Keeping terrorists on the defensive

Al-Qaida leader captured, message sent

By The Mercury

We appreciate the request of Libyan Prime Minister Ali Zeidan for an explanation for why US personnel swooped into Tripoli Saturday and captured Nazih Abdul-Hamed al-Ruqai, better known as Anas al-Libi. We presume, though, that his remarks, and whatever indignation accompanied them, were for domestic consumption.

Libya’s prime minister is either fully aware of who al-Libi is or is incompetent and out of touch in the extreme. He also knows why the United States wanted al-Libi. As for why U.S. officials didn’t quietly notify Libyan officials that we were on al-Libi’s tail, it was for the same reason we didn’t tell Pakistan that SEAL Team Six was on its way to kill or capture Osama bin Laden.

Pentagon spokesman George Little said al-Libi was being held “under the law of war” in a secure location outside Libya.

Al-Libi isn’t as big a fish as bin Laden, but he’s a high-level al-Qaida operative and has been among America’s most wanted terrorists for more than a decade. He is believed to be a computer specialist and a longtime associate of bin Laden. He has been indicted for the bombing in August 1998 of the U.S. Embassies in Nairobi, Kenya; and Dar es Salaam, Tanzania. Those attacks killed more than 250 people. After 9/11, the United States offered a reward of $25 million for him, a sum that has since been reduced to $5 million.

He was captured outside his home by an unidentified team of U.S. forces.

Another targeted terrorism suspect, this one in Somalia, escaped capture Saturday at the hands of SEAL Team Six.
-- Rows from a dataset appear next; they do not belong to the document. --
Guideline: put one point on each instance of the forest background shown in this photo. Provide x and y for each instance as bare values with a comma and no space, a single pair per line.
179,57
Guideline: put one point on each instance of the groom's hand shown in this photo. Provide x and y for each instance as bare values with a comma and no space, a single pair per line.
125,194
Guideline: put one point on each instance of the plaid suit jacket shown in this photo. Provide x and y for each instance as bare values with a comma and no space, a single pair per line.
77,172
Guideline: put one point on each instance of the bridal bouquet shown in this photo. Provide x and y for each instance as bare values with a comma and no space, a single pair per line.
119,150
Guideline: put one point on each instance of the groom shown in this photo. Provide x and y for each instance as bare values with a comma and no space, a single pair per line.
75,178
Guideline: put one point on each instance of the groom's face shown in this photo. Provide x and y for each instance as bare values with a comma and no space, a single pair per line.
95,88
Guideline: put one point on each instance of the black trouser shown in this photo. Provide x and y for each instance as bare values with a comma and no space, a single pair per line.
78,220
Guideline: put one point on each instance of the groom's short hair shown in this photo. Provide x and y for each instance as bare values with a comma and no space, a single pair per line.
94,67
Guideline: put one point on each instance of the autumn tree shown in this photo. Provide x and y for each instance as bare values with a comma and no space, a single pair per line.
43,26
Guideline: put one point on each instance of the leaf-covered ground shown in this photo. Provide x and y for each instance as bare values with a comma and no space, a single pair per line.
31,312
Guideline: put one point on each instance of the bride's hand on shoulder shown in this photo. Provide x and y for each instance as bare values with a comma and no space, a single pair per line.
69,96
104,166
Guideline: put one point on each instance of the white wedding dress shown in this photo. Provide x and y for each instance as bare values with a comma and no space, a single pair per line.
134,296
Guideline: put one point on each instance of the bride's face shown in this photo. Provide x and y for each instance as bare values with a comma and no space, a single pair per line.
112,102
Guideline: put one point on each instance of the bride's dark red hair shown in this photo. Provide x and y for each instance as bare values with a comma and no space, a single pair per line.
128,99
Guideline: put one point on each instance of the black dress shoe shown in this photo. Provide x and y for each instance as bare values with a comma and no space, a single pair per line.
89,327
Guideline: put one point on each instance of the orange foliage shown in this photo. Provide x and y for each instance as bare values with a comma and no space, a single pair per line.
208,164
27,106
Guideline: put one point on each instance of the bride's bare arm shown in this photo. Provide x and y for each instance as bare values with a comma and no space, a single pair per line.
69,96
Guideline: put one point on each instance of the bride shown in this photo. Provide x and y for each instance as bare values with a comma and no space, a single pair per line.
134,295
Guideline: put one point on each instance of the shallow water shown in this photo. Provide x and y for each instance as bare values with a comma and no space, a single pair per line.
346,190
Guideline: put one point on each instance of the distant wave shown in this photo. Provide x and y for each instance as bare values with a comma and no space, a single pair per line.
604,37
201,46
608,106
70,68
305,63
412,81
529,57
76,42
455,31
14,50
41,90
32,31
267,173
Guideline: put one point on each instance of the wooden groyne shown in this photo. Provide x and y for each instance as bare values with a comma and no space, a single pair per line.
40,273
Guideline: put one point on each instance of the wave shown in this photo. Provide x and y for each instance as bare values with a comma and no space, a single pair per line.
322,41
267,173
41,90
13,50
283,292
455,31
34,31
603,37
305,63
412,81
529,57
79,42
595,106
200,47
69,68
The suspect, who has not been identified, is a leader in the al-Shabab terrorist organization and was linked to the attack on the Westgate Mall in Nairobi two weeks earlier.
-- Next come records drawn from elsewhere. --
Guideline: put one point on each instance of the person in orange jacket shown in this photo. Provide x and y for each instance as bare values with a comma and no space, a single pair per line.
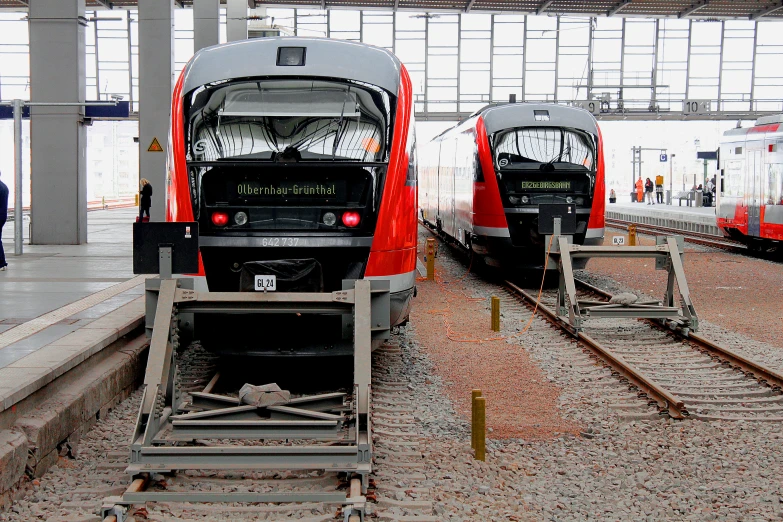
639,190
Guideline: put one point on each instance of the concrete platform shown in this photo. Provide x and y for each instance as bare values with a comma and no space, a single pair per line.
688,219
62,304
71,342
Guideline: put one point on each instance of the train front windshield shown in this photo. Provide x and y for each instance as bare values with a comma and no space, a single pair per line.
539,165
284,152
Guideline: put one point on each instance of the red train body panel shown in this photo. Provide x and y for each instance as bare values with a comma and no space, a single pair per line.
749,196
482,181
290,148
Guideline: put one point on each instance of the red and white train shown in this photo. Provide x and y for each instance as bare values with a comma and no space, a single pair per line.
483,181
293,148
749,204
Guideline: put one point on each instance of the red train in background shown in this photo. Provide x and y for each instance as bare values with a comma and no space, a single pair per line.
749,204
483,182
298,148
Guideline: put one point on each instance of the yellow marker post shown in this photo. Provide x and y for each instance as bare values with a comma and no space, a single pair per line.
481,428
475,395
495,313
430,253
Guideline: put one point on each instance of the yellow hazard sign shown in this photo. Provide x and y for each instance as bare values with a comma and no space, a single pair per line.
155,146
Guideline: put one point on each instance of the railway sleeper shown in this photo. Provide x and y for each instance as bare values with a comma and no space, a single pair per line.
163,424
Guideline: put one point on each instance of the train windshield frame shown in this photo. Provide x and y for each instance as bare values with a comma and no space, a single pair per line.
289,119
544,148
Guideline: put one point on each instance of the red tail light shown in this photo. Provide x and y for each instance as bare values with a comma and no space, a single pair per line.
351,219
219,219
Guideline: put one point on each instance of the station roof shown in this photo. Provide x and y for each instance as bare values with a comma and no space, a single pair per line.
692,9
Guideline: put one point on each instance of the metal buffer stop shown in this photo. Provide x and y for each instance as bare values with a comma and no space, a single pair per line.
337,431
676,306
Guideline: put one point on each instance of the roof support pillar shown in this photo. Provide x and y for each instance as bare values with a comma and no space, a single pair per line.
206,23
57,134
156,76
236,20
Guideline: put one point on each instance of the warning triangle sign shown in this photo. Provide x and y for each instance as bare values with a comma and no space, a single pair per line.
155,146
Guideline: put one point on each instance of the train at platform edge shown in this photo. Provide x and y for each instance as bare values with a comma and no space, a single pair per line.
296,148
749,196
483,182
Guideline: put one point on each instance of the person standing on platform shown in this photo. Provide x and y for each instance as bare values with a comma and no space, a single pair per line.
3,219
648,189
659,188
639,190
710,192
146,199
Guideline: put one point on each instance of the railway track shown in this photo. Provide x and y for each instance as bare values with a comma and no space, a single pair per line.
395,487
685,376
691,237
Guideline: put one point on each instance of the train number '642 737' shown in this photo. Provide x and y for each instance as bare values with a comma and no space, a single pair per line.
279,241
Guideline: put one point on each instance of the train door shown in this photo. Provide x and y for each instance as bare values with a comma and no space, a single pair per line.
428,181
753,191
448,149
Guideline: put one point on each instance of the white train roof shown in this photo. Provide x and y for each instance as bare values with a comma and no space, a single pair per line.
765,127
323,58
508,116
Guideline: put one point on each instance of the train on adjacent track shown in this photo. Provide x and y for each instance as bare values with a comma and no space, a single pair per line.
484,182
749,197
290,149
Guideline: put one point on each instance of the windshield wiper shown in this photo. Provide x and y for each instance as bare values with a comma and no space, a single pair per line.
549,165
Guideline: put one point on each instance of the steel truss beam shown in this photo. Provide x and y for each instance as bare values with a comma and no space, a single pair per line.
544,6
627,115
764,12
693,8
619,7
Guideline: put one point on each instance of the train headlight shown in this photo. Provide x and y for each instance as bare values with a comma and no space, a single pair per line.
219,219
351,219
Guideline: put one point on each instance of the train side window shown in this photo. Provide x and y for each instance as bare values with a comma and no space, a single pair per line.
776,172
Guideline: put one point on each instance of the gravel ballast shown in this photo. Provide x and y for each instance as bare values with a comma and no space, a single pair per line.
568,440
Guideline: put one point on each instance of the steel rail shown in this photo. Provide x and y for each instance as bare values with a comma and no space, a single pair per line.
667,401
691,237
758,370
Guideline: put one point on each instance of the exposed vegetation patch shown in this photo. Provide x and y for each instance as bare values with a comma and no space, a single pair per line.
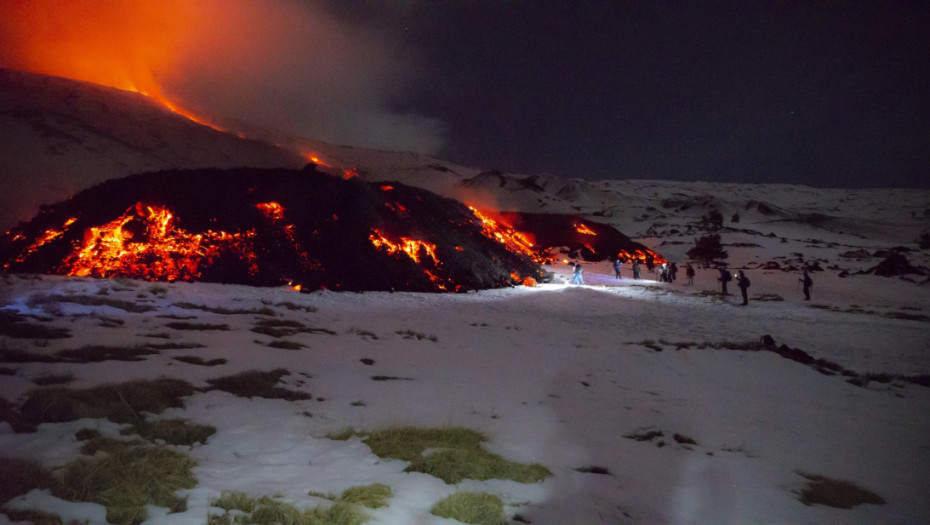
298,307
646,435
53,379
182,325
283,327
661,344
372,496
20,356
125,480
129,478
821,490
171,431
364,334
256,383
419,336
454,454
16,326
265,510
119,402
194,360
173,346
88,300
857,309
225,311
594,470
97,353
479,508
18,476
286,345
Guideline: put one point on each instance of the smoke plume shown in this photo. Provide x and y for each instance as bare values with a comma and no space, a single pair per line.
287,65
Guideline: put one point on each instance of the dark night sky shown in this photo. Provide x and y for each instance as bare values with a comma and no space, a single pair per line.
824,94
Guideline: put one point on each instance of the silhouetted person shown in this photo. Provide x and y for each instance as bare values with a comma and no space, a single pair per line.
724,279
577,277
808,282
743,282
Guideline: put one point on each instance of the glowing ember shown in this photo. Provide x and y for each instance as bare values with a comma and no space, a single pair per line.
641,256
513,240
410,247
581,228
145,243
272,210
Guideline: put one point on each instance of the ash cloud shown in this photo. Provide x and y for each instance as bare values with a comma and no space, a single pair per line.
287,65
295,67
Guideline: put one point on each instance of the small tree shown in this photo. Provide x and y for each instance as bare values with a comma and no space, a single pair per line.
707,249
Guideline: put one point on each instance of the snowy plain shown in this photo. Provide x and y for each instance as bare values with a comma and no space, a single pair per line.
556,375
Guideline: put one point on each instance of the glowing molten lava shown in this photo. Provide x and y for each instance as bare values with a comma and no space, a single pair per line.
145,243
410,247
581,228
640,256
513,240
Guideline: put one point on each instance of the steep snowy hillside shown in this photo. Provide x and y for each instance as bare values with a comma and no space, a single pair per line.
58,136
61,136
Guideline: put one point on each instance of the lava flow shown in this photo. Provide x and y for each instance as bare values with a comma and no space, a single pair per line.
145,243
515,241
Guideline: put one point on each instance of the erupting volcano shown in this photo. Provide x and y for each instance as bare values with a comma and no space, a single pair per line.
271,227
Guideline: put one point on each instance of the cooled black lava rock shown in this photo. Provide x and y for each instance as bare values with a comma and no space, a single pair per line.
324,235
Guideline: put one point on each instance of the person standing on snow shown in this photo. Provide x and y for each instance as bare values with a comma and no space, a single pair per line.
743,282
808,282
577,277
724,279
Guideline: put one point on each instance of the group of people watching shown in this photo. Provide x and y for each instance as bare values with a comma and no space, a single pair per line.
669,273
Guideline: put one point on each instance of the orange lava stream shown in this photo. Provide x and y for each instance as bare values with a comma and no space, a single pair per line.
512,239
145,243
581,228
410,247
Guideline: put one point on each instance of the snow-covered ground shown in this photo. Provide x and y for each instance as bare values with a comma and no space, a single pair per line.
556,375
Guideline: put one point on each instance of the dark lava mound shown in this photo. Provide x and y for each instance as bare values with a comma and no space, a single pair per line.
270,227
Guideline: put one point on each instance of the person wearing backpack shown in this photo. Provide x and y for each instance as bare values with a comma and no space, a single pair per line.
689,271
808,282
743,282
724,279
Al-Shabab has developed into a major terrorist force in East Africa and has been able to attract American and British citizens as well as Somalis and fighters from Middle Eastern countries.

In Saturday’s raid, SEALS arrived by sea, attacking a residence housing al-Shabab members in a town about 150 miles south of Mogadishu. An intense firefight ensued before the SEALs left the way they came. Though the U.S. troops did not get their man, the suddenness of this raid and the raid in Tripoli serve as reminders to al-Shabab and other terrorist organizations that their leaders will never be completely safe. Keeping them on the defensive makes planning further terrorist attacks more difficult.

The two raids were also a reminder to nations that harbor terrorists not to bother posturing about explanations for U.S. raids.